On the other hand, I would like the people who did such fine work to get some recognition. And no matter what happens in the future, I hope they never forget that for one brief shining moment, there was a place in New Jersey State Government where artists were able to realize their potential and suffering victims were healed.


T0 THE VCCA, WITH LOVE

In the year 415 B.C.E., the citizens of Athens gave their highest award to the playwright Euripides. The play for which he received the award was not about great triumphs on the battlefield, fetes on the Olympic fields of competition, or a soap opera about the gods. It was a play about the pain and suffering in the aftermath of war. The award was presented to him in gratitude for reminding them of the horror of war, lest they enter into one without just cause.
At one point in the play, the main character is holding the body of her murdered son in her arms and she says to him, “Tis I, Old, homeless, childless, that for thee must shed Cold tears, so young, so miserably dead.”
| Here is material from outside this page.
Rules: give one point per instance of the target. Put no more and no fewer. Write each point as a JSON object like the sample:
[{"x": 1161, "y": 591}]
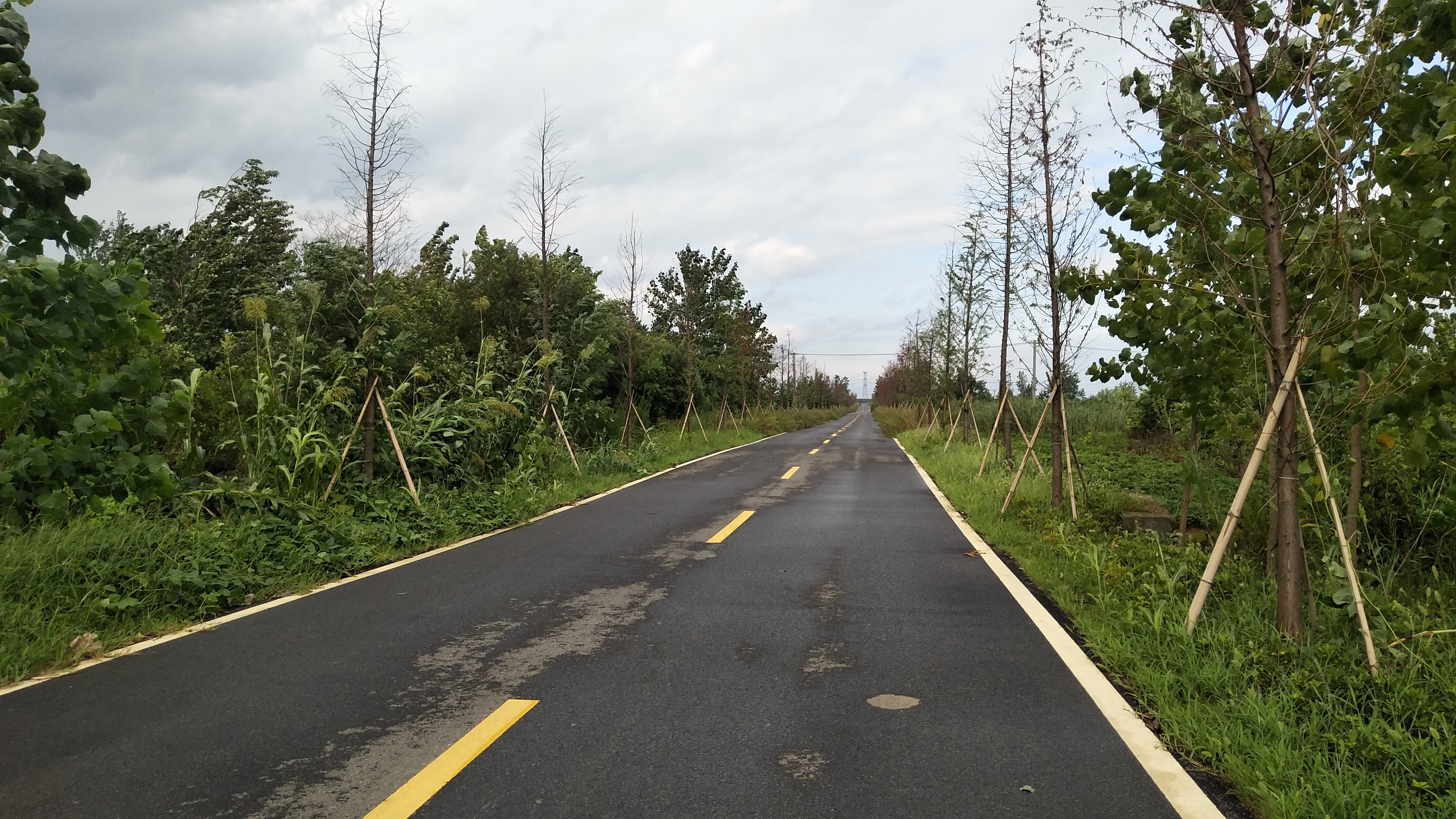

There are misguided people who would call us bureaucrats. Stereotypical government workers. Dilettantes with puny souls, blithely adhering to the dictates of statute and administrative code.
You are artists. People come here in pain and you help them heal. There is no higher calling anywhere. There is no more important vocation anywhere. Not just in State government. Anywhere.

The statute and administrative code? They are the Cider House Rules. We are here to be open hearted and open minded to people who cry cold tears. Shooting victims who do not have money for medical care. Rape victims who do not have money for counseling. Parents of murdered children who do not have money for a funeral. The victims of domestic violence who need money to escape. You see to their well being and answer their prayers when nobody else will.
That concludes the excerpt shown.